Juryńczyk M., Jakuszyk P., Kurkowska-Jastrzębska I., Palace J.
Multiple sclerosis (MS) is a heterogenous condition with differences between patients regarding disease presentation, imaging features, disease activity, prognosis and treatment responses. Following the discovery of new biomarkers, the concept of MS has evolved, with syndromes previously considered to be its variants now recognised as separate entities, including aquaporin-4 (AQP4)-antibody (Ab) neuromyelits optica spectrum disorders (NMOSD), and myelin oligodendrocyte glycoprotein (MOG)-Ab disease (MOGAD).
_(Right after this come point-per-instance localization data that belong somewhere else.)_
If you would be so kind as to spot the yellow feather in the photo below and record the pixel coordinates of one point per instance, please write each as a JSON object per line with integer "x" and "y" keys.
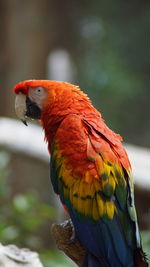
{"x": 101, "y": 205}
{"x": 95, "y": 211}
{"x": 110, "y": 208}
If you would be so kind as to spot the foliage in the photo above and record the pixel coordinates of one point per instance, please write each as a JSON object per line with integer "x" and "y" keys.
{"x": 55, "y": 258}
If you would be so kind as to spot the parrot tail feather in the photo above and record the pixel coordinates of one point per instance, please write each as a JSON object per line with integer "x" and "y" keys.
{"x": 91, "y": 261}
{"x": 140, "y": 258}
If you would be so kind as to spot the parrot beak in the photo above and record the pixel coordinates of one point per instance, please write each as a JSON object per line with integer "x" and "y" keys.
{"x": 20, "y": 107}
{"x": 26, "y": 108}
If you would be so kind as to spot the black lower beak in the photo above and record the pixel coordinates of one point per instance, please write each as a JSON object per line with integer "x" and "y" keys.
{"x": 33, "y": 111}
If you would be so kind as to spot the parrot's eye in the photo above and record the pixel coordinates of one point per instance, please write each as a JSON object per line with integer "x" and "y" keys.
{"x": 37, "y": 95}
{"x": 39, "y": 90}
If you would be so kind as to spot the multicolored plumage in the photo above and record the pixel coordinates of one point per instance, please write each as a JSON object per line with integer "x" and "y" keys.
{"x": 90, "y": 171}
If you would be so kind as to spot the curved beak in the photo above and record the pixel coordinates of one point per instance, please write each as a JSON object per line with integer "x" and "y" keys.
{"x": 20, "y": 107}
{"x": 26, "y": 108}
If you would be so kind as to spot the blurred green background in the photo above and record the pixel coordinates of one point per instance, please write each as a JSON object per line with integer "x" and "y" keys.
{"x": 107, "y": 44}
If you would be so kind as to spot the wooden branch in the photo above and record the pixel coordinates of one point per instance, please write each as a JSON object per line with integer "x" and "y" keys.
{"x": 15, "y": 257}
{"x": 73, "y": 249}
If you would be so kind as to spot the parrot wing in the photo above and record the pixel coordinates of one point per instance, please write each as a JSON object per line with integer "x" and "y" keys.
{"x": 91, "y": 173}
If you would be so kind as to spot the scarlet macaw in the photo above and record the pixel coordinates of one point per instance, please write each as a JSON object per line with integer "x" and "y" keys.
{"x": 89, "y": 170}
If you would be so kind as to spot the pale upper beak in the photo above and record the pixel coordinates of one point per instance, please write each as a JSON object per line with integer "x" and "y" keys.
{"x": 20, "y": 107}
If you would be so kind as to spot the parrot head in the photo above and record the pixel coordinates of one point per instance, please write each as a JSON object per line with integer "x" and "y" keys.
{"x": 33, "y": 97}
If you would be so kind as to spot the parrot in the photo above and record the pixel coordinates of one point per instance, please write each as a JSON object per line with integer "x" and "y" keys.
{"x": 89, "y": 171}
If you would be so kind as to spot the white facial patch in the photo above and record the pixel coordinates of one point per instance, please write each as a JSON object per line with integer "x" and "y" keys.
{"x": 37, "y": 95}
{"x": 20, "y": 106}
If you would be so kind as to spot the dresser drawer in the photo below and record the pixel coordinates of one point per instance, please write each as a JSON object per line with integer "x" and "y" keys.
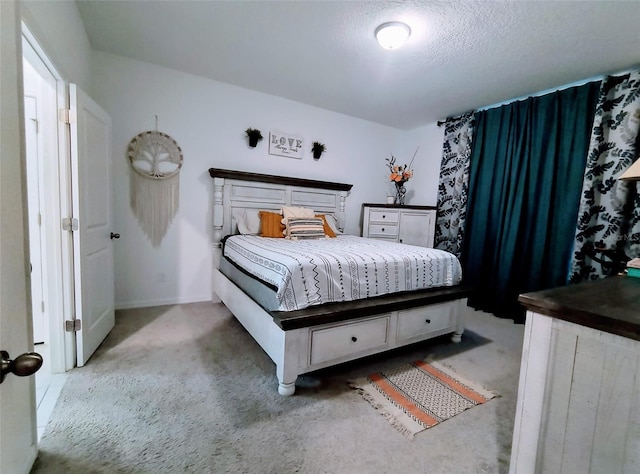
{"x": 422, "y": 321}
{"x": 347, "y": 339}
{"x": 384, "y": 215}
{"x": 383, "y": 230}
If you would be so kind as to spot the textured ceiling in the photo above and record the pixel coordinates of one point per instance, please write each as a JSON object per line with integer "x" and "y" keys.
{"x": 462, "y": 55}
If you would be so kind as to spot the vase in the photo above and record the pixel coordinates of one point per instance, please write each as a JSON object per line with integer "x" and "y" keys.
{"x": 400, "y": 193}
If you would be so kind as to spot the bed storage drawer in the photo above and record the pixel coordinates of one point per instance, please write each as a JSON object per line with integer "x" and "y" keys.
{"x": 354, "y": 338}
{"x": 416, "y": 322}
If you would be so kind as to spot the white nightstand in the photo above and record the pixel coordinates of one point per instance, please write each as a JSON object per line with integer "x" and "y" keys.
{"x": 412, "y": 225}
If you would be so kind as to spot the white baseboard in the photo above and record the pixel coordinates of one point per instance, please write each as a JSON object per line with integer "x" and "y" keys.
{"x": 165, "y": 302}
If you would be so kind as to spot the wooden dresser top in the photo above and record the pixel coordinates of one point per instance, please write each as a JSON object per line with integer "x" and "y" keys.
{"x": 610, "y": 304}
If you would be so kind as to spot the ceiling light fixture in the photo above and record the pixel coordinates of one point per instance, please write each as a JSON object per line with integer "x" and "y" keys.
{"x": 393, "y": 34}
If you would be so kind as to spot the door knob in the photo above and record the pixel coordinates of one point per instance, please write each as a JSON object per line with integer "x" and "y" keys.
{"x": 23, "y": 365}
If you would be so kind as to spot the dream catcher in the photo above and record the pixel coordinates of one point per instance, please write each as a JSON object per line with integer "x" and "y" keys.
{"x": 156, "y": 159}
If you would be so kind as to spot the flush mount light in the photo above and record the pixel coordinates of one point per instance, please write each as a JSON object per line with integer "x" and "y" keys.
{"x": 393, "y": 34}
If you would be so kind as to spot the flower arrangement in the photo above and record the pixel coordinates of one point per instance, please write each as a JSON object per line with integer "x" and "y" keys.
{"x": 400, "y": 174}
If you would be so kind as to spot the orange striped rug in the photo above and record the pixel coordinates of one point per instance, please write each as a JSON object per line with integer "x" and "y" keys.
{"x": 420, "y": 395}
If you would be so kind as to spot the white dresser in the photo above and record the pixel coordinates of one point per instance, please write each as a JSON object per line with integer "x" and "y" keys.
{"x": 412, "y": 225}
{"x": 578, "y": 405}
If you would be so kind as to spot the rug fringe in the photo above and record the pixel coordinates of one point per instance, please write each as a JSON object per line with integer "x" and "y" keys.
{"x": 403, "y": 430}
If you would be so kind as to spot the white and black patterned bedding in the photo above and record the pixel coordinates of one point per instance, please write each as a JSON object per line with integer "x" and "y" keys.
{"x": 345, "y": 268}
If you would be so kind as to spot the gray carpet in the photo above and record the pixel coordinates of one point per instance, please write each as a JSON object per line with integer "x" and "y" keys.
{"x": 184, "y": 389}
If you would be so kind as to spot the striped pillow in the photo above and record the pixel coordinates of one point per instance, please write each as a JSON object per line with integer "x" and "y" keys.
{"x": 305, "y": 228}
{"x": 270, "y": 225}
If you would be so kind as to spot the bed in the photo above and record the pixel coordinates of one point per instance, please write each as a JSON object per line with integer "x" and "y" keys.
{"x": 302, "y": 338}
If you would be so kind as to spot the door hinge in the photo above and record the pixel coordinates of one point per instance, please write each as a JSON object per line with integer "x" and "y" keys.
{"x": 72, "y": 325}
{"x": 67, "y": 116}
{"x": 70, "y": 224}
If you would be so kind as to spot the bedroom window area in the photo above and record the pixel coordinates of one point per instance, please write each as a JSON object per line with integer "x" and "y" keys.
{"x": 526, "y": 172}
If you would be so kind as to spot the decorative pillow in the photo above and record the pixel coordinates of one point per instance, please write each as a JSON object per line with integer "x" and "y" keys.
{"x": 294, "y": 212}
{"x": 248, "y": 221}
{"x": 271, "y": 225}
{"x": 333, "y": 223}
{"x": 328, "y": 231}
{"x": 305, "y": 228}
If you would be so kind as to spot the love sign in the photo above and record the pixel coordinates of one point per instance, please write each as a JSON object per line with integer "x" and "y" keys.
{"x": 283, "y": 144}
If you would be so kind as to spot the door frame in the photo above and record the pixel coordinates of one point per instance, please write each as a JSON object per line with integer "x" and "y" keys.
{"x": 60, "y": 292}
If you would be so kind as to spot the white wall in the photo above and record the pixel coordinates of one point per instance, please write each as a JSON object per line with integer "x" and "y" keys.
{"x": 57, "y": 26}
{"x": 208, "y": 119}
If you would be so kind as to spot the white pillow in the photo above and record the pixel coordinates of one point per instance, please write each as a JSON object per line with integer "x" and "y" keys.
{"x": 305, "y": 228}
{"x": 248, "y": 221}
{"x": 289, "y": 212}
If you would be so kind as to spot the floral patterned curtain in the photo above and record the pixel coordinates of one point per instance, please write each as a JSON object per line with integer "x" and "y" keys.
{"x": 609, "y": 213}
{"x": 454, "y": 184}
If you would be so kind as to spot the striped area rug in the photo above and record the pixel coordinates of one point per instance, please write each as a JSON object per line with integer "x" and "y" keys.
{"x": 417, "y": 396}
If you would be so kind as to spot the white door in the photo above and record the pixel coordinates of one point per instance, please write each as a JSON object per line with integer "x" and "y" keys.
{"x": 91, "y": 201}
{"x": 34, "y": 191}
{"x": 18, "y": 435}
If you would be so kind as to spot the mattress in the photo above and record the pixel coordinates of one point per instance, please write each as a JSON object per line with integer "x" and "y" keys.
{"x": 304, "y": 273}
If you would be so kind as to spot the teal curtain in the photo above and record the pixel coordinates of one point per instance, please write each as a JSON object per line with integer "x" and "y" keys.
{"x": 527, "y": 165}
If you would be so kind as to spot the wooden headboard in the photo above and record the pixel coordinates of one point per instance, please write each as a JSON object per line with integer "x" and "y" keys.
{"x": 234, "y": 190}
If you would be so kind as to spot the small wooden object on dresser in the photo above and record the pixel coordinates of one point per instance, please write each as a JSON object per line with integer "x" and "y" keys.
{"x": 411, "y": 225}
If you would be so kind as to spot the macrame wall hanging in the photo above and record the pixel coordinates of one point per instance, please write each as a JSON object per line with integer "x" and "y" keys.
{"x": 156, "y": 160}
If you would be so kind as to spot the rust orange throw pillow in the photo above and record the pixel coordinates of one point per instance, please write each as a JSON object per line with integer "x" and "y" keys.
{"x": 328, "y": 231}
{"x": 271, "y": 225}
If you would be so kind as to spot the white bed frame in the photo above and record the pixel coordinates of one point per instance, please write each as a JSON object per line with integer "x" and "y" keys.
{"x": 320, "y": 336}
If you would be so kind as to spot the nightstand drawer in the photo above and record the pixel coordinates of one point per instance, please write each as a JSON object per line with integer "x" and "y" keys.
{"x": 421, "y": 321}
{"x": 383, "y": 215}
{"x": 389, "y": 231}
{"x": 342, "y": 341}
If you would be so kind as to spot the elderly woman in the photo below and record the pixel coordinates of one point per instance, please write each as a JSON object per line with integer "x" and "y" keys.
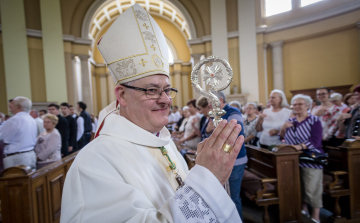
{"x": 350, "y": 100}
{"x": 336, "y": 99}
{"x": 180, "y": 132}
{"x": 48, "y": 145}
{"x": 304, "y": 131}
{"x": 271, "y": 120}
{"x": 250, "y": 122}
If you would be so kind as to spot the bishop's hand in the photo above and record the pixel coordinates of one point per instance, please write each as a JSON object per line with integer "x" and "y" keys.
{"x": 210, "y": 153}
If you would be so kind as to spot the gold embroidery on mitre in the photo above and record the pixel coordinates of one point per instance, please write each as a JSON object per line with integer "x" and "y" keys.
{"x": 153, "y": 47}
{"x": 157, "y": 61}
{"x": 141, "y": 15}
{"x": 160, "y": 70}
{"x": 149, "y": 36}
{"x": 142, "y": 62}
{"x": 126, "y": 68}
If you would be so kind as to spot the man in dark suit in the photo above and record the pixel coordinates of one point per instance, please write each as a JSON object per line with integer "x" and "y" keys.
{"x": 62, "y": 127}
{"x": 64, "y": 107}
{"x": 81, "y": 106}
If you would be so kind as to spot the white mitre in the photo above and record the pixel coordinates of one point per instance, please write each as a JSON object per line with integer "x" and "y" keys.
{"x": 133, "y": 47}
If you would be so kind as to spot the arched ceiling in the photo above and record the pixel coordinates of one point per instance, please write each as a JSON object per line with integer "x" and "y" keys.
{"x": 111, "y": 9}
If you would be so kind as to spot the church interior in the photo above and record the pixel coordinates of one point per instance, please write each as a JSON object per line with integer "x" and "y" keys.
{"x": 294, "y": 46}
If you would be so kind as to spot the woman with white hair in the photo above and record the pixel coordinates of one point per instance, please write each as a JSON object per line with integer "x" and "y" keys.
{"x": 271, "y": 120}
{"x": 336, "y": 99}
{"x": 180, "y": 132}
{"x": 48, "y": 145}
{"x": 249, "y": 123}
{"x": 235, "y": 104}
{"x": 304, "y": 131}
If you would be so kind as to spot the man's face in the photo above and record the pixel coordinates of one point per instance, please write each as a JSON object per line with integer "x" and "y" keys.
{"x": 192, "y": 109}
{"x": 64, "y": 110}
{"x": 33, "y": 114}
{"x": 53, "y": 110}
{"x": 149, "y": 114}
{"x": 322, "y": 95}
{"x": 72, "y": 110}
{"x": 12, "y": 107}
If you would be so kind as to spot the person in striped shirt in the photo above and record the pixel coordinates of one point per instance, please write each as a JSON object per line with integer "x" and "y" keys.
{"x": 304, "y": 131}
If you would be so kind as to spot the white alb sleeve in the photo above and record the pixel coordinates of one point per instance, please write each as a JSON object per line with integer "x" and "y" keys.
{"x": 202, "y": 199}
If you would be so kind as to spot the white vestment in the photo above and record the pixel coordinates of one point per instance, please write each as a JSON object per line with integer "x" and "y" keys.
{"x": 121, "y": 177}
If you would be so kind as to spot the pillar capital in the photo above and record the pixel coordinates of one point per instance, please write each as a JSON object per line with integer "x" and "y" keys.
{"x": 196, "y": 56}
{"x": 277, "y": 44}
{"x": 83, "y": 57}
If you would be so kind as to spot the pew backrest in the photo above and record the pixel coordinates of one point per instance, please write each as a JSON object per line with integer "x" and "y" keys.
{"x": 28, "y": 196}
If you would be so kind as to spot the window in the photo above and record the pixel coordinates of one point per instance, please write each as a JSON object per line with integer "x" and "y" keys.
{"x": 308, "y": 2}
{"x": 273, "y": 7}
{"x": 78, "y": 77}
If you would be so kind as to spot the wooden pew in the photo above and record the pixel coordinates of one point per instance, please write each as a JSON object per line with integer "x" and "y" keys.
{"x": 344, "y": 173}
{"x": 272, "y": 177}
{"x": 28, "y": 196}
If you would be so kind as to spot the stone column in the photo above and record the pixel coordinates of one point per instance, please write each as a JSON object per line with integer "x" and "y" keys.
{"x": 249, "y": 78}
{"x": 219, "y": 39}
{"x": 278, "y": 70}
{"x": 104, "y": 92}
{"x": 111, "y": 88}
{"x": 77, "y": 97}
{"x": 53, "y": 47}
{"x": 265, "y": 71}
{"x": 177, "y": 80}
{"x": 15, "y": 51}
{"x": 86, "y": 87}
{"x": 185, "y": 87}
{"x": 196, "y": 58}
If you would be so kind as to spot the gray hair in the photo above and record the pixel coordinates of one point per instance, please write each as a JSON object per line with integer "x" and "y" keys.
{"x": 23, "y": 102}
{"x": 306, "y": 98}
{"x": 238, "y": 104}
{"x": 221, "y": 94}
{"x": 251, "y": 103}
{"x": 282, "y": 96}
{"x": 335, "y": 97}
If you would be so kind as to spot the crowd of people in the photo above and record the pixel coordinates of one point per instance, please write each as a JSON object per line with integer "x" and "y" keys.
{"x": 39, "y": 138}
{"x": 307, "y": 124}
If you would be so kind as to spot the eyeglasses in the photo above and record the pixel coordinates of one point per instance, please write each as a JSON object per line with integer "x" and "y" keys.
{"x": 322, "y": 94}
{"x": 155, "y": 92}
{"x": 355, "y": 130}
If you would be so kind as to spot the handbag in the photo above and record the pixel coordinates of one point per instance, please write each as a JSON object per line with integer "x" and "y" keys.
{"x": 314, "y": 157}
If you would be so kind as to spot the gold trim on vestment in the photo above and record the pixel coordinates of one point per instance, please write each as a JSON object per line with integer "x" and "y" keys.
{"x": 140, "y": 74}
{"x": 142, "y": 39}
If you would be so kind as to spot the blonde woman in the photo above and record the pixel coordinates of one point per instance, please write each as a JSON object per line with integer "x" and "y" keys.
{"x": 271, "y": 120}
{"x": 48, "y": 145}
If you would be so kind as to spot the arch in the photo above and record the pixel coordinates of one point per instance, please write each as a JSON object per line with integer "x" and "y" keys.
{"x": 99, "y": 4}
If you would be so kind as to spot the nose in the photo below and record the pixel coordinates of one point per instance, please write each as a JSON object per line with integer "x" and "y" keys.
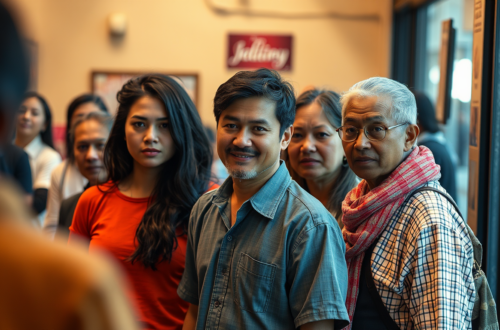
{"x": 151, "y": 135}
{"x": 242, "y": 139}
{"x": 92, "y": 154}
{"x": 362, "y": 141}
{"x": 308, "y": 144}
{"x": 26, "y": 115}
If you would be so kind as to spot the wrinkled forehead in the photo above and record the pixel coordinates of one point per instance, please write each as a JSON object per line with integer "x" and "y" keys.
{"x": 363, "y": 109}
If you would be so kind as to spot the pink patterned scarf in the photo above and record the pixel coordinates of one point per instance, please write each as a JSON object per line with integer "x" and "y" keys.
{"x": 366, "y": 212}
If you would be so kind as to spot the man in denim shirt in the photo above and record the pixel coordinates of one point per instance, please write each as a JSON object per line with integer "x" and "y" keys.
{"x": 262, "y": 253}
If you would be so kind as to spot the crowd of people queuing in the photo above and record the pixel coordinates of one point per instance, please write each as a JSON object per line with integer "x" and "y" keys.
{"x": 319, "y": 224}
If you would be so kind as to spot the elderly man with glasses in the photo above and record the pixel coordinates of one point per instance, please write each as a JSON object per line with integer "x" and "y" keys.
{"x": 408, "y": 253}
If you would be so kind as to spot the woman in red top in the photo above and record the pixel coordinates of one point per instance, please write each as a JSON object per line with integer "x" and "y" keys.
{"x": 158, "y": 158}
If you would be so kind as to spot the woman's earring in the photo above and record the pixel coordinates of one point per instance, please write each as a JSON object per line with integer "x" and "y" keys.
{"x": 344, "y": 161}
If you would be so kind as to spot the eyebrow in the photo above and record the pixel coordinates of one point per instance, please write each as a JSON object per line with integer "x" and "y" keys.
{"x": 91, "y": 140}
{"x": 256, "y": 121}
{"x": 146, "y": 119}
{"x": 374, "y": 118}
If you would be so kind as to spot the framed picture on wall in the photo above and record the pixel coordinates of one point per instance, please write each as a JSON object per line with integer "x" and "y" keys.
{"x": 107, "y": 83}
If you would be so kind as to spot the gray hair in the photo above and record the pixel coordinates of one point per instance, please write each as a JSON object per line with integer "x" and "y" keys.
{"x": 101, "y": 117}
{"x": 402, "y": 104}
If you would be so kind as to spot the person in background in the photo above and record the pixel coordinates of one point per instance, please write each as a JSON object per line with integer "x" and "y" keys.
{"x": 45, "y": 285}
{"x": 158, "y": 159}
{"x": 15, "y": 164}
{"x": 219, "y": 171}
{"x": 88, "y": 137}
{"x": 262, "y": 253}
{"x": 66, "y": 179}
{"x": 433, "y": 138}
{"x": 315, "y": 156}
{"x": 34, "y": 135}
{"x": 417, "y": 251}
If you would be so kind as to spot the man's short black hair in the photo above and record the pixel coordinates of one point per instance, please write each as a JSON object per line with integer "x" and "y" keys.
{"x": 14, "y": 68}
{"x": 263, "y": 82}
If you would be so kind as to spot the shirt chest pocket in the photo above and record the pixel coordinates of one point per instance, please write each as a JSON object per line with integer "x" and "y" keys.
{"x": 253, "y": 284}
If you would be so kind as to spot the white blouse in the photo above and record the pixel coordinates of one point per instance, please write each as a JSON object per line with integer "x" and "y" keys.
{"x": 65, "y": 182}
{"x": 43, "y": 160}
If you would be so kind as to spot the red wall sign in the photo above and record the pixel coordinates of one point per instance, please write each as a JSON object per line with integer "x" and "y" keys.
{"x": 260, "y": 51}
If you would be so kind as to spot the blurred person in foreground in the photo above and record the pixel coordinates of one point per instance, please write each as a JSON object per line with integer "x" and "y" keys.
{"x": 34, "y": 135}
{"x": 88, "y": 137}
{"x": 66, "y": 179}
{"x": 262, "y": 253}
{"x": 433, "y": 138}
{"x": 45, "y": 285}
{"x": 315, "y": 156}
{"x": 418, "y": 251}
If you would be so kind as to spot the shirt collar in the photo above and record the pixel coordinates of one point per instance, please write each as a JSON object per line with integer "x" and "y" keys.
{"x": 267, "y": 199}
{"x": 34, "y": 147}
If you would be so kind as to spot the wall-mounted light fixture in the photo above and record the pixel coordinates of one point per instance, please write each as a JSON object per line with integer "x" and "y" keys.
{"x": 117, "y": 23}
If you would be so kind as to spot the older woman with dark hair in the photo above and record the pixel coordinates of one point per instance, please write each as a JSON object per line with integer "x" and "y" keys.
{"x": 315, "y": 156}
{"x": 66, "y": 179}
{"x": 34, "y": 135}
{"x": 414, "y": 246}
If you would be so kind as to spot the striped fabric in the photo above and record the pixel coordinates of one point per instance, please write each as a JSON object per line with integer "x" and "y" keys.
{"x": 422, "y": 265}
{"x": 366, "y": 213}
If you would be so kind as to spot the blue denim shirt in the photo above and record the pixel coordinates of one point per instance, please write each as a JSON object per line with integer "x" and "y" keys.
{"x": 280, "y": 266}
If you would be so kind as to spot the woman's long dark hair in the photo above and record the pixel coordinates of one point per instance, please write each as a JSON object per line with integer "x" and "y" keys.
{"x": 46, "y": 135}
{"x": 346, "y": 180}
{"x": 78, "y": 101}
{"x": 183, "y": 178}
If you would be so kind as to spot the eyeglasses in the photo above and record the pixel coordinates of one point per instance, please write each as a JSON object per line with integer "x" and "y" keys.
{"x": 374, "y": 132}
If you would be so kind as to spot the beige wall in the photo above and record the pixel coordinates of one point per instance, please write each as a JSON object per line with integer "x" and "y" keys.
{"x": 186, "y": 35}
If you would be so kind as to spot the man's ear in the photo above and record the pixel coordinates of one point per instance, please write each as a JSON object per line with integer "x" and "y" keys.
{"x": 287, "y": 137}
{"x": 411, "y": 134}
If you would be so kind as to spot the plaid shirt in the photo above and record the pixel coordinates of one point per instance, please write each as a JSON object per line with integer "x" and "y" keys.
{"x": 422, "y": 265}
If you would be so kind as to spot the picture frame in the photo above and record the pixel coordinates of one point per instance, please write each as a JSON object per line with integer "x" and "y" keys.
{"x": 106, "y": 84}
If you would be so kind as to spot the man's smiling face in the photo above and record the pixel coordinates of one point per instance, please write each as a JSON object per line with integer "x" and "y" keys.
{"x": 248, "y": 140}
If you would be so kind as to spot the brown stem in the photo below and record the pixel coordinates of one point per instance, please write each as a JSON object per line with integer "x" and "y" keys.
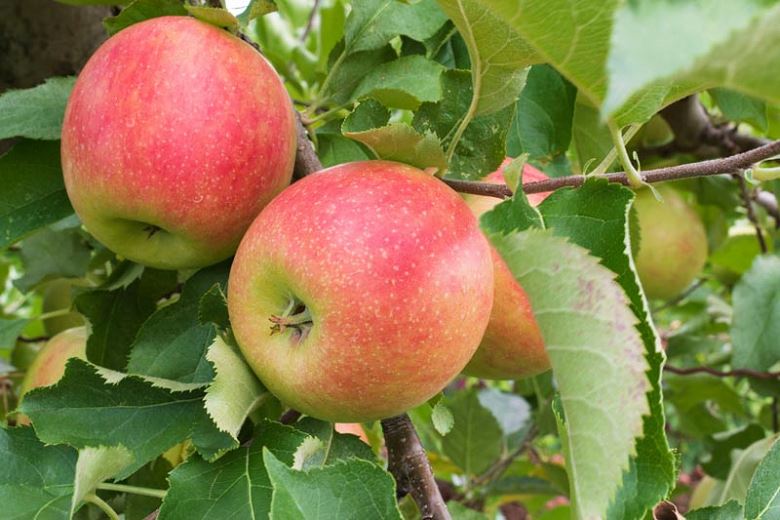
{"x": 737, "y": 372}
{"x": 409, "y": 465}
{"x": 730, "y": 164}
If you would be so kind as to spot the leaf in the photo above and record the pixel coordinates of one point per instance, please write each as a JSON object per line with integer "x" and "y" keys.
{"x": 141, "y": 10}
{"x": 172, "y": 343}
{"x": 741, "y": 108}
{"x": 53, "y": 254}
{"x": 235, "y": 391}
{"x": 731, "y": 510}
{"x": 86, "y": 410}
{"x": 714, "y": 44}
{"x": 763, "y": 496}
{"x": 37, "y": 112}
{"x": 10, "y": 330}
{"x": 395, "y": 141}
{"x": 475, "y": 441}
{"x": 442, "y": 418}
{"x": 115, "y": 317}
{"x": 756, "y": 322}
{"x": 373, "y": 23}
{"x": 597, "y": 358}
{"x": 499, "y": 57}
{"x": 33, "y": 194}
{"x": 213, "y": 15}
{"x": 482, "y": 147}
{"x": 403, "y": 83}
{"x": 595, "y": 216}
{"x": 36, "y": 481}
{"x": 236, "y": 486}
{"x": 355, "y": 489}
{"x": 94, "y": 466}
{"x": 542, "y": 126}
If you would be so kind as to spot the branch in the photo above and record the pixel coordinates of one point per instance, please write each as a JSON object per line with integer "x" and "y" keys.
{"x": 409, "y": 465}
{"x": 730, "y": 164}
{"x": 737, "y": 372}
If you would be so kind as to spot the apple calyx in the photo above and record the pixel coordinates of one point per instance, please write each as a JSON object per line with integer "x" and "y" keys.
{"x": 297, "y": 317}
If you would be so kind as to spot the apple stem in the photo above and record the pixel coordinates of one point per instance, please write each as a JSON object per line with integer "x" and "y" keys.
{"x": 409, "y": 465}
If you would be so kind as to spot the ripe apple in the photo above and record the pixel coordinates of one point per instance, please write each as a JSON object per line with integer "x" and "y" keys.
{"x": 49, "y": 365}
{"x": 56, "y": 296}
{"x": 176, "y": 135}
{"x": 361, "y": 291}
{"x": 512, "y": 346}
{"x": 672, "y": 245}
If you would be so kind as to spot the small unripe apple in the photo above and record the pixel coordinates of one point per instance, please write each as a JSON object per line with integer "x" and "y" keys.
{"x": 672, "y": 245}
{"x": 361, "y": 291}
{"x": 49, "y": 365}
{"x": 512, "y": 346}
{"x": 176, "y": 135}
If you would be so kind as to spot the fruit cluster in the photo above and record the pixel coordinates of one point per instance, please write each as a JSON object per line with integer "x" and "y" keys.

In line with their distinct pathology, the newly emerging conditions have imaging characteristics which are dissimilar to typical MS. Progress in reclassifying such demyelinating CNS conditions has highlighted the challenge in meaningful categorisation of atypical presentations at the borders of MS, such as antibody-negative neuromyelitis optica-like syndromes, tumefactive demyelinating lesions, or Balo's concentric sclerosis. In this review, we discuss the increasing role of imaging in distinguishing MS from non-MS CNS inflammatory/demyelinating conditions and defining undetermined borderline cases. This progress relies both on better characterisation of imaging features of these conditions on conventional imaging in terms of their appearance and location, as well as on the implementation of novel image acquisition and/or post-processing techniques allowing for more in-depth lesion assessment, including the presence of a central vein sign or paramagnetic rim.